Combining treatment types is another potential option for patients with anaplastic carcinoma. Some studies support an aggressive, multi-modality treatment protocol to increase survival rates. Haigh et al. [17] found a statistically significant improvement in long-term survival in patients with complete resection or almost complete resection, with minimal residual disease, that then underwent chemotherapy and radiation compared to those undergoing palliative resection or chemotherapy and radiation without surgery. McIver et al. [13], on the other hand, found that a combination treatment plan with surgical resection, radiation, and chemotherapy did not demonstrate a statistically significant improvement in median survival of the 13 patients treated with this combination of therapy. However, 23% of those patients survived more than 1 year following treatment, which may suggest that some patients may be more benefit from aggressive treatment.

If combination treatment is associated with improved survival, the impact on the quality of life must also be considered. Patients treated with surgical resection, radiation, and chemotherapy had a statistically significant increase in grade 3 toxicity. Half of the patients treated with this multi-modality protocol required tube feeding secondary to radiation mucositis and esophagitis [18].

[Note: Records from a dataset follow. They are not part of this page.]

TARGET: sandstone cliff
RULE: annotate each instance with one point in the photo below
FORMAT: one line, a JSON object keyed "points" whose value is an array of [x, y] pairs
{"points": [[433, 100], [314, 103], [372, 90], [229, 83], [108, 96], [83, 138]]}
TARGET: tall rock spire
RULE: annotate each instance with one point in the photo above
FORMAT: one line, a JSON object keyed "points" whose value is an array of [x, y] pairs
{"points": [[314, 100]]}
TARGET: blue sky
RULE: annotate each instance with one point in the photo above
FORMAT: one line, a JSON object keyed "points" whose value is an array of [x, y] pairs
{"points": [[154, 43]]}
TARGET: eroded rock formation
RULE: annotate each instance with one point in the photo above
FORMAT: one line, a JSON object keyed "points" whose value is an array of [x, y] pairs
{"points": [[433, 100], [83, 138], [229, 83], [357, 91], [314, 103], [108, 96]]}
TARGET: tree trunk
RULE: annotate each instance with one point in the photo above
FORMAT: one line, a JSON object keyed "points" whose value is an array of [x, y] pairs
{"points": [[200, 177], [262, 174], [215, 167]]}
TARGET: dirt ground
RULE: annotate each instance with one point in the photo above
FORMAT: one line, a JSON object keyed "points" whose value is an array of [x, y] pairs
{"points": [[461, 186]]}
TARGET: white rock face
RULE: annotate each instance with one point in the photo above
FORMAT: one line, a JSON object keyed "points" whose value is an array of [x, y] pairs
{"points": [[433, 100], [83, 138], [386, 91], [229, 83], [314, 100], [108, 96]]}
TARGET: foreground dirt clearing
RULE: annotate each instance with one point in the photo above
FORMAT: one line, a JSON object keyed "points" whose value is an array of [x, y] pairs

Airway management is another significant issue involved in treatment of these patients. Of all malignancies, anaplastic thyroid carcinoma most commonly requires tracheostomy as part of management [19]. Fewer prophylactic tracheostomies are being performed as there is an undue increase in morbidity and complications [16]. Tracheostomy is indicated only for patients with actual or impending airway obstruction. Securing the airway with a tracheostomy may be difficult when there is tumor bulk between the incision site on the skin and the anterior border of the trachea itself. With especially large tumors, a cricothyrotomy may be a more effective option to secure the airway [9]. Due to the anatomical location of our patient’s tumor, a cricotracheal resection was performed; this operation, designed for use in subglottic stenosis, was anatomically suitable for the sites of tumor involvement.

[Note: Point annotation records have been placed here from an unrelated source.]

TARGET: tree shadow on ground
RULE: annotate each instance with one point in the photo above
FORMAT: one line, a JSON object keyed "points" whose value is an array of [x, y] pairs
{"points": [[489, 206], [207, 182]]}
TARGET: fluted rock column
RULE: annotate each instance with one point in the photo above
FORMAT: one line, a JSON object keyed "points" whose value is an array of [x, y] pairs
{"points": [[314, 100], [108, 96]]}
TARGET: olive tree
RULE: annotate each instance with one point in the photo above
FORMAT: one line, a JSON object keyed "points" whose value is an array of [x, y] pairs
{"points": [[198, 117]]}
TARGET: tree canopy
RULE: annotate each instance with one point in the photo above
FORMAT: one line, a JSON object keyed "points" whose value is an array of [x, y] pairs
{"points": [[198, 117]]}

Our patient had a common presentation of anaplastic thyroid carcinoma—respiratory distress secondary to significant airway involvement. Her uncomplicated clinical course and long term survival, however, are rare. An extensive resection and lymph node dissection, including cricotracheal resection, was well tolerated by the patient despite right vocal cord paralysis. Two years after this surgery, a lymph node demonstrated metastasis and was treated with lymph node dissection and radiation with no additionally complications. Our patient is a long term survivor has no evidence of disease 3.5 years since surgery. She has had no airway complications and is without tracheostomy or tube feeding.

4. Conclusions

Part of the challenge of designing treatment for such patients is the inherent bias in many of clinical studies of anaplastic carcinoma in the literature. Selection bias plays a role in the extent of treatment that patients receive. Patients with severe disease may not be able to tolerate a multi-modality treatment plan [20]. Also, complete surgical resection may be impossible for patients with very large or invading tumors compared to those with small ones. There is also a question of the impact of incidental versus evident anaplastic thyroid carcinoma as patients with incidental cancer have longer survival rates—likely because they have not become invasive to cause symptoms [20-21]. Most studies include incidental cancers in their statistical analyses. Additionally, many of these studies are retrospective and have small sample sizes. A large randomized control trial study could help elucidate the ideal treatment protocol and airway management of patients with anaplastic thyroid cancer.

While our patient responded well to aggressive surgical management, it was a somewhat unique anaplastic carcinoma that arose in a well differentiated papillary carcinoma. A larger series would be necessary to evaluate the role of cricotracheal resection for anaplastic carcinoma in general.